The NYT does a good job of crystallizing the main issue in the UPS strike--employee pensions. The company wants to pull out of the multi-employer Teamster plan it's in now in favor of a UPS-only one. The company's proposal, explains the Times, puts Teamster boss Ronald Carey in a tight spot, pitting his UPS members, many of whom are attracted to the apparently more lavish company proposal, against Teamsters working elsewhere, who fear that a UPS pull-out could jeopardize their pensions. No wonder, says the paper, that the union tends to downplay the pension debate, saying instead that it's the company's heavy use of part-time workers that is really the core issue. The article suggests that ultimately, the union will give on pensions and the company will give on part-timers.

One thing quite unusual about the UPS stoppage, observes the Wall Street Journal, quoting an ABC News poll and one by Fox News, is that for the first time in years, the general public seems to be siding with strikers. The main reason for the sympathy vote, says the WSJ, is that "just about everyone knows a UPS delivery man.." (Send those letters of gender complaint to the WSJ--not here, where a very fit woman in brown shorts visits regularly.)

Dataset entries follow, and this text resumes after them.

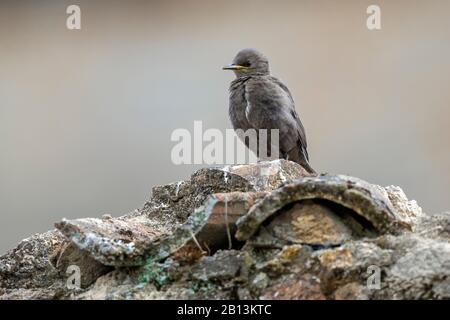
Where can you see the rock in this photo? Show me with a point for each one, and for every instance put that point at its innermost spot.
(178, 212)
(32, 263)
(259, 231)
(306, 287)
(90, 269)
(224, 265)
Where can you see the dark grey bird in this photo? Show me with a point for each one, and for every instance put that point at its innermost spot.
(260, 101)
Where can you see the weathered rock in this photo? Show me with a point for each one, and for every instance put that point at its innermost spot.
(90, 269)
(178, 212)
(300, 237)
(224, 265)
(355, 194)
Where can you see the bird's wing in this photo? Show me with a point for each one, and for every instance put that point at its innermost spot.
(270, 106)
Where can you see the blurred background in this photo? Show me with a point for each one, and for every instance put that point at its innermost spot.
(86, 115)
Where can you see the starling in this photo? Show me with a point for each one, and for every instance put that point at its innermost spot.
(260, 101)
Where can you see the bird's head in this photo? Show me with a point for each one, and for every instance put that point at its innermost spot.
(249, 62)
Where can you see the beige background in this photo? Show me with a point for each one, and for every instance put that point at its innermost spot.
(86, 116)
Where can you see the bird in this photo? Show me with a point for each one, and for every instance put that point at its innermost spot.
(259, 100)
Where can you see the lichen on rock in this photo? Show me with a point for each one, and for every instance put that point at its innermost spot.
(260, 231)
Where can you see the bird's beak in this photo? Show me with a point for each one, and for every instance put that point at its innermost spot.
(234, 67)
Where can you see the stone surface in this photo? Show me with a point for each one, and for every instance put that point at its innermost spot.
(297, 237)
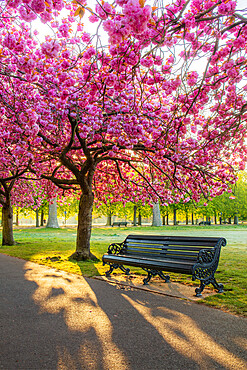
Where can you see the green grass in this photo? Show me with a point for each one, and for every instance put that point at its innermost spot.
(53, 247)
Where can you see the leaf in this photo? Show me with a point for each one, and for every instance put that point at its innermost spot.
(142, 3)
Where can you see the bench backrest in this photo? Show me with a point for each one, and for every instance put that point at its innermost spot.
(183, 248)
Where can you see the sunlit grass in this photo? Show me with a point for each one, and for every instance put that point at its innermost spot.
(53, 247)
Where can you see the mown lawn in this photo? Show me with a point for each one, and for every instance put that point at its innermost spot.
(53, 247)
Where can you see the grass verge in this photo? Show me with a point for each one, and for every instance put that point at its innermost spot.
(53, 247)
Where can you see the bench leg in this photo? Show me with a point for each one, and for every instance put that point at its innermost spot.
(125, 270)
(200, 289)
(152, 273)
(164, 277)
(115, 266)
(217, 286)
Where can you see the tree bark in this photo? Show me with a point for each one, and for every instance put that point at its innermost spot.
(134, 216)
(174, 216)
(37, 217)
(156, 215)
(52, 217)
(139, 219)
(42, 218)
(7, 223)
(108, 220)
(17, 217)
(82, 252)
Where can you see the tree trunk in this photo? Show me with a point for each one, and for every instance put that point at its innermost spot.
(134, 216)
(7, 223)
(174, 216)
(37, 217)
(17, 217)
(215, 218)
(139, 219)
(186, 219)
(108, 220)
(156, 215)
(52, 217)
(82, 252)
(42, 218)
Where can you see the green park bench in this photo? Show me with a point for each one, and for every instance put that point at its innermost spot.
(195, 256)
(120, 223)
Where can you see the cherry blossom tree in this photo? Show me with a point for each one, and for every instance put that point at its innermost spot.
(161, 109)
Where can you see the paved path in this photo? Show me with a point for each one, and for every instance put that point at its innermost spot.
(54, 320)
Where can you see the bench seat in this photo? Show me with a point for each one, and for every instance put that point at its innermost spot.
(195, 256)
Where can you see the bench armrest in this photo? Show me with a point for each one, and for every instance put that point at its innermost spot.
(115, 248)
(207, 263)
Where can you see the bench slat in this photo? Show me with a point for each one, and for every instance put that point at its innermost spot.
(171, 242)
(162, 252)
(168, 265)
(167, 247)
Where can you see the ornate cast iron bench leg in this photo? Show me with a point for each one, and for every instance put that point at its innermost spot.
(115, 266)
(152, 273)
(217, 286)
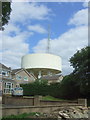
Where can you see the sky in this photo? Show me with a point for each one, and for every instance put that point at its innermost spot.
(27, 31)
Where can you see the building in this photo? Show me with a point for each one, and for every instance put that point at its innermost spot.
(10, 79)
(42, 64)
(52, 78)
(6, 79)
(21, 76)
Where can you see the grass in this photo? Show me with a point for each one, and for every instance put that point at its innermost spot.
(24, 115)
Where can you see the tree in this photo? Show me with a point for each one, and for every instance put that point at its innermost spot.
(80, 62)
(5, 13)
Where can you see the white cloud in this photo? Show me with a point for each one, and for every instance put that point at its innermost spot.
(37, 28)
(14, 41)
(13, 47)
(80, 18)
(25, 12)
(85, 4)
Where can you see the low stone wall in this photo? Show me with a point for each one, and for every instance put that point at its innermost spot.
(50, 102)
(37, 101)
(18, 101)
(15, 110)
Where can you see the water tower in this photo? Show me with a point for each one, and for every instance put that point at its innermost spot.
(42, 63)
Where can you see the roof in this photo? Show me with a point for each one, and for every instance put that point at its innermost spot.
(4, 67)
(51, 77)
(15, 71)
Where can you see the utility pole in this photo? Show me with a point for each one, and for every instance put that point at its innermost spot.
(48, 42)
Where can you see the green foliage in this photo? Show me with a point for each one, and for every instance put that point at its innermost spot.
(73, 86)
(80, 62)
(6, 10)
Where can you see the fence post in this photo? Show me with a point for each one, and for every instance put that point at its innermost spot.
(37, 100)
(82, 102)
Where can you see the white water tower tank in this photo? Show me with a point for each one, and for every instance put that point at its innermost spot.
(41, 64)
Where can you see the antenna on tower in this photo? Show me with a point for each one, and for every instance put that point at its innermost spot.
(48, 42)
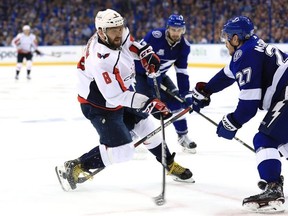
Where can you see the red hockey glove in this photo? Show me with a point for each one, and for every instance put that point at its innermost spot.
(149, 58)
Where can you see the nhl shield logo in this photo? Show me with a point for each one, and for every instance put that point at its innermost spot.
(99, 55)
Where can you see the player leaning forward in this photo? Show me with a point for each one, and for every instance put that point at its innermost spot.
(261, 73)
(106, 72)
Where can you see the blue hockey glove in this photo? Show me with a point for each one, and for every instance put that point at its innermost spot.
(200, 98)
(149, 58)
(187, 96)
(228, 127)
(157, 108)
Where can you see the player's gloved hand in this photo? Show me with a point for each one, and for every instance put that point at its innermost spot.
(38, 52)
(228, 127)
(150, 78)
(149, 58)
(187, 96)
(157, 108)
(200, 98)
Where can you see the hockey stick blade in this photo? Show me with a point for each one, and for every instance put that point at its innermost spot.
(160, 200)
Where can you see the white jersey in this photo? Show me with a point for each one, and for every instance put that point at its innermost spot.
(25, 43)
(105, 75)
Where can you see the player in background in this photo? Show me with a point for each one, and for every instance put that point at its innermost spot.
(260, 71)
(173, 50)
(25, 43)
(105, 72)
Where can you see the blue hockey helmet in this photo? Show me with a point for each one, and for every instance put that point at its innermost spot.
(241, 26)
(176, 20)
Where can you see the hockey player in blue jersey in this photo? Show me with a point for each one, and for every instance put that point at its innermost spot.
(172, 49)
(260, 70)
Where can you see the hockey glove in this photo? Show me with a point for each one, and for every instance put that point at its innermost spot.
(200, 98)
(228, 127)
(187, 96)
(157, 108)
(149, 58)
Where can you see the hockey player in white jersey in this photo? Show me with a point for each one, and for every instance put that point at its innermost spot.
(106, 72)
(261, 72)
(25, 44)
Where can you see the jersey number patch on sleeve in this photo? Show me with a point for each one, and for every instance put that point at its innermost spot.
(244, 76)
(106, 77)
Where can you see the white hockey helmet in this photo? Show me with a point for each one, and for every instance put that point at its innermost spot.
(26, 27)
(108, 19)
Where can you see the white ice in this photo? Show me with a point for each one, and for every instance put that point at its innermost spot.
(41, 126)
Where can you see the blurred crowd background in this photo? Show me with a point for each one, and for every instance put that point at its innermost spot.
(63, 22)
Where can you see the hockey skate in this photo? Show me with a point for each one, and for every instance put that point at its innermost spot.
(70, 174)
(187, 145)
(271, 200)
(178, 172)
(262, 183)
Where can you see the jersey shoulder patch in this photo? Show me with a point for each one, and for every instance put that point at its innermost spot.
(187, 42)
(157, 34)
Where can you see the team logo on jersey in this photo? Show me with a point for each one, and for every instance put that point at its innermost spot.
(157, 34)
(160, 52)
(237, 55)
(99, 55)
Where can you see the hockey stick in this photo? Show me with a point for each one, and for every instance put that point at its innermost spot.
(53, 54)
(160, 199)
(164, 88)
(139, 142)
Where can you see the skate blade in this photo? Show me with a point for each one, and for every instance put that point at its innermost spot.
(271, 207)
(190, 151)
(62, 179)
(177, 179)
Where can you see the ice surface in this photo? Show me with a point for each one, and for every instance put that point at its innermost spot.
(42, 126)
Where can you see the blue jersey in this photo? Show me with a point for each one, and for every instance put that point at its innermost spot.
(261, 73)
(176, 54)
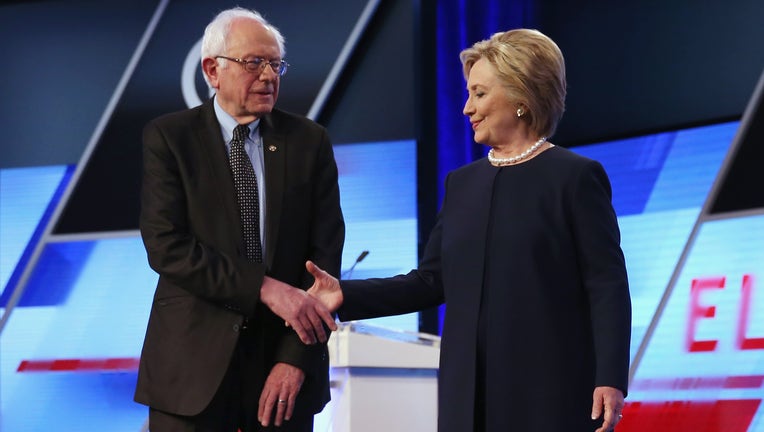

According to the Post, those forthcoming presidential guidelines about religious expression at government jobs will be rather specific, stating for instance, that federal workers "are allowed to wear religious medallions over their clothes, conduct lunchtime prayer sessions in unused conference rooms, distribute proselytizing brochures to colleagues and keep the Bible or Koran on their desks." Boy, those lines at the Post Office will really be a party now.

Inside the Post today:

  • Federal prisoners can once again purchase Playboy and Penthouse. A federal judge ruled that a ban on the publications violated the First Amendment rights of both inmates and publishers. The judge also stated that there is no reason to believe that these two magazines "are any more or less rehabilitative" than the Sports Illustrated swimsuit issue or the Victoria's Secret catalogue.

  • The company that became high-fashion menswear purveyor Hugo Boss manufactured Nazi and SS uniforms during World War II, probably using slave labor. A Boss spokeswoman is quoted as saying, "...We're currently trying to find what was going on."